(『天然生活』2022年2月号掲載)
体温は自分の体の状態を知る目安
※ 記事中の情報は『天然生活』本誌掲載時のものです
新型コロナウイルス感染症の流行以来、体温を測る機会もずいぶん多くなりました。皆さんの基礎体温は何℃くらいですか? 最近は体温が低い人がずいぶん増えているようです。
体温が低いと、健康にあらゆる影響を及ぼします。よく「冷えは万病の元」といいますが、その言葉どおり、低体温は免疫機能や代謝機能、修復機能など、体のあらゆる機能が低下し、さまざまな病気につながるのです。

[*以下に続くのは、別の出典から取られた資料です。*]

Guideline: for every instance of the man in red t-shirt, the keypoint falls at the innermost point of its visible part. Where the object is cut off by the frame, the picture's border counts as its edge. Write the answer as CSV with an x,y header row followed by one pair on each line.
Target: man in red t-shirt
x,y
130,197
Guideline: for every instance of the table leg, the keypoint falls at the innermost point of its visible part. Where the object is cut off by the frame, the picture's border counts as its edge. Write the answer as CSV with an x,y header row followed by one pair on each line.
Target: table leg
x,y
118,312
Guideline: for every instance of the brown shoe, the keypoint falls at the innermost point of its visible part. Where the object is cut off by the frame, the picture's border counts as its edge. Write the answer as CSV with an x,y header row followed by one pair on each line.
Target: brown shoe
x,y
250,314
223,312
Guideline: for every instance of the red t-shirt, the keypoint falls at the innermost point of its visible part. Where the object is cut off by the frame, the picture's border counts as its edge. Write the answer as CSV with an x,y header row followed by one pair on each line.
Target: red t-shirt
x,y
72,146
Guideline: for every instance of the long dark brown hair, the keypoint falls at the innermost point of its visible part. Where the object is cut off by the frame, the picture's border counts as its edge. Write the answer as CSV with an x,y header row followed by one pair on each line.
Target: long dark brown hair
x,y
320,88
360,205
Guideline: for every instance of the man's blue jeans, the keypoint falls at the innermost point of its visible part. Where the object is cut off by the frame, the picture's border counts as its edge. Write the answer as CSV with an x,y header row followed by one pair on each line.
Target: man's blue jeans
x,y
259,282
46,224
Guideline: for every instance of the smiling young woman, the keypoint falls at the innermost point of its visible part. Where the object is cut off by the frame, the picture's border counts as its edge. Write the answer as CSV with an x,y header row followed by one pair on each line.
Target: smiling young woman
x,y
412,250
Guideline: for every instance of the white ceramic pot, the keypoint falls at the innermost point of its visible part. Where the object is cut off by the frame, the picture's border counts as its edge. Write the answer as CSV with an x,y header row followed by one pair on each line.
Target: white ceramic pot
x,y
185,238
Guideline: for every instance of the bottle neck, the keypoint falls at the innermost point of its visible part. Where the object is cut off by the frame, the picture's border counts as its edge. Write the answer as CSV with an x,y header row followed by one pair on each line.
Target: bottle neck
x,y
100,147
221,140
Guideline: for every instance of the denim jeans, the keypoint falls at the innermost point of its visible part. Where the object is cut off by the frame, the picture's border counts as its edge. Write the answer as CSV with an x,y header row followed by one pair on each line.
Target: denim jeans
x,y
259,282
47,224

風邪を引くと熱を出すことがありますね。これはウイルスなどの病原体によるものではなく、体自身が体温を上げて免疫力を上げているのです。体温が1℃上がると免疫力が数倍上がるともいわれるくらい。またほとんどのウイルスは熱に弱いので、その意味でも普段から体温を上げることは大切といえます。

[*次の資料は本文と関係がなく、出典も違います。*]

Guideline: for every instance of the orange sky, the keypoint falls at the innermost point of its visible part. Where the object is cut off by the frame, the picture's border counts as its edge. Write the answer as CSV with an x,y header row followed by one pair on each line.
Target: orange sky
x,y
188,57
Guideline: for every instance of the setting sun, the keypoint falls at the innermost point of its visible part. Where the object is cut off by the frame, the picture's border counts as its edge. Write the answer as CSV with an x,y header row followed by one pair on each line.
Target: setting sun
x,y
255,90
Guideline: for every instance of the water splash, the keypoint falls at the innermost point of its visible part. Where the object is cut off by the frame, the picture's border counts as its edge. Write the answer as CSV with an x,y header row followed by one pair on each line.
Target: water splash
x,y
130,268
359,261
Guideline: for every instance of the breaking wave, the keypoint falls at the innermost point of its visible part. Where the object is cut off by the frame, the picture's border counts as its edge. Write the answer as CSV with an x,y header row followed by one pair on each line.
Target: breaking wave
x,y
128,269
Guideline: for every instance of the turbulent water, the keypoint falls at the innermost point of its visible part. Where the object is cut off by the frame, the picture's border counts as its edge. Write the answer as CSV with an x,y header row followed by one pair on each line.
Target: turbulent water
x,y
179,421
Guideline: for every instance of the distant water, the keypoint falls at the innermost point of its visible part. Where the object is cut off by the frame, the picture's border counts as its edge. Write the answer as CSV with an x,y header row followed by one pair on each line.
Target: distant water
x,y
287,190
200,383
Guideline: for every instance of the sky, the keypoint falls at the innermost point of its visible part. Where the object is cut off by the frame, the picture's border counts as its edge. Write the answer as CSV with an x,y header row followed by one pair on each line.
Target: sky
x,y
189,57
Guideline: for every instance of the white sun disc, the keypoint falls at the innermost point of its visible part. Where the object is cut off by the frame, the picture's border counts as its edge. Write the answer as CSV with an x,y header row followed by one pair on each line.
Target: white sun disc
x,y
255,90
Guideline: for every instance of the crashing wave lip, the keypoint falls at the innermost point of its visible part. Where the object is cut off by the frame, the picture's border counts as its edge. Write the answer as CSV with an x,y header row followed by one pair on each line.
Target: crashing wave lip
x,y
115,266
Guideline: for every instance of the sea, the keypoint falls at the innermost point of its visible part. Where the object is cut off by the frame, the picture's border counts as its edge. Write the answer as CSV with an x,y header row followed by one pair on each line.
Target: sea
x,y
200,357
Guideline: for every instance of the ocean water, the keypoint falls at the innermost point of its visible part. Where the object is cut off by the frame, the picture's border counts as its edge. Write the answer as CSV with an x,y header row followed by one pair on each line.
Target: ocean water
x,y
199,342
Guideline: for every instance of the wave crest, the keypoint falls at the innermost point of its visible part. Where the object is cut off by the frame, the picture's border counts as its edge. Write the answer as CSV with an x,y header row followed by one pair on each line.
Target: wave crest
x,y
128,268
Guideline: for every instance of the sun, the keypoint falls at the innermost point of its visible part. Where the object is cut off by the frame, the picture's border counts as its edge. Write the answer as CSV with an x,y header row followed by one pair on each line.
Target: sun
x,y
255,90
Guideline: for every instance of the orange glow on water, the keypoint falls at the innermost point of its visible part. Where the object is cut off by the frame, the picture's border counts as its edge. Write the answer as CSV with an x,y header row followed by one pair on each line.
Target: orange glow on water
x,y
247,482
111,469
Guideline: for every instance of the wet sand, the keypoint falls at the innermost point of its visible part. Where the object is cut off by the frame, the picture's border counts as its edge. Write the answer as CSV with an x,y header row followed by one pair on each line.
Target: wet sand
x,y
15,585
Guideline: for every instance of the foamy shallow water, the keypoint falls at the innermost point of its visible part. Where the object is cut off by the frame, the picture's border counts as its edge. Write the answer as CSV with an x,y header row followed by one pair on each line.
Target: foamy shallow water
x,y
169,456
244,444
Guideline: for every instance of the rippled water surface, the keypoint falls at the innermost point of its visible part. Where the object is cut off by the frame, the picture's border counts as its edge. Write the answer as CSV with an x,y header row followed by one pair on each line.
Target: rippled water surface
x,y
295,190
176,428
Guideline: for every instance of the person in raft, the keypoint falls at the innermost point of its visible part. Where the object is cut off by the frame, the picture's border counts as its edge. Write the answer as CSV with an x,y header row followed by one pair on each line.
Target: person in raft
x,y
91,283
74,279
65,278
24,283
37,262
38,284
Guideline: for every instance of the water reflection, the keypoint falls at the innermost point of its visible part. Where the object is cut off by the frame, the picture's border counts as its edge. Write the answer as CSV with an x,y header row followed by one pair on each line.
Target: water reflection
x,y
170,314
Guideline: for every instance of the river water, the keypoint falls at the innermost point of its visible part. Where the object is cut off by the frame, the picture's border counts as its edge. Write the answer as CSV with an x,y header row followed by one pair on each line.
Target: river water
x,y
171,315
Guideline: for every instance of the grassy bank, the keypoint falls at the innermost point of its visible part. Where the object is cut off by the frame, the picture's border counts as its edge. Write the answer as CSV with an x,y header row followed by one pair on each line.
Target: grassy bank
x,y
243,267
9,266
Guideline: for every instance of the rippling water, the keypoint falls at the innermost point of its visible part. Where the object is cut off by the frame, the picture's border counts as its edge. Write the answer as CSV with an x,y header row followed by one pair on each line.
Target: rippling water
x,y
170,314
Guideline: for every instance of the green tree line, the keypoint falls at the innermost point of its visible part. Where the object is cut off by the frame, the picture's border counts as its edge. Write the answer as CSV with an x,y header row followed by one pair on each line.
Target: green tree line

昔の人の平熱は37℃前後でした。現代はそれと比べて1℃ほど低くなっています。なかには平熱が35℃台や34℃台という人も。その原因は現代人の生活にあります。
ひとつは血の巡りの悪さ。血液がきちんと全身に巡ることが、体温を保つために大切です。しかし現代は自律神経の乱れなどにより、血が円滑に循環していない人が増えています。
また食べ過ぎも原因のひとつ。食べ過ぎると消化器官に血液が集中し、全身に行き渡りにくくなります。冷たいものや砂糖も体を冷やすほか、添加物といった不要なものが含まれた食事をとり過ぎると、解毒に体内のエネルギーが使われることに。
ほかにも運動不足や服装など、あらゆる要因の組み合わせが体温の低下を招いています。
体温は健康の指標。自分の体の状態を知るために、毎日決まった時間帯に体温を測ることをおすすめします。
測る場所は脇の下。理想の体温は36℃台後半です。体温が低い場合、普段の生活を見直すサインと捉えてください。いつもお伝えしている「腸内細菌を元気にすること」は、体温アップにもつながります。
また、冷えやすい人は皮膚表面の近くに血管が通っている首や手首、足首を冷やさないことが大切。湯たんぽなどで首を温めたり、足湯をしたり、お湯に手首までつける手浴をしたりするのもいいですね。
冬は、にんじんや大根などの根菜類が旬。これらは東洋医学では体を温める食材といわれています。やはり季節のものを食べるのは、理にかなっているのです。
気温の低い時季は、体温も低下しがち。湯船でしっかり温まる、体をよく動かすといった対策もして、元気に冬を乗り切りましょう。
〈取材・文/嶌 陽子〉
本間真二郎(ほんましんじろう)
小児科医・微生物学者。2001年より3年間、アメリカにてウイルス学、ワクチン学の研究に携わる。帰国後、大学病院での勤務を経て2009年、栃木県那須烏山市に移住。現在は同市にある「七合診療所」の所長として地域医療に従事しながら、自然に沿った暮らしを実践している。著書に『新型コロナ ワクチンよりも大切なこと』(講談社ビーシー)など。2児の父。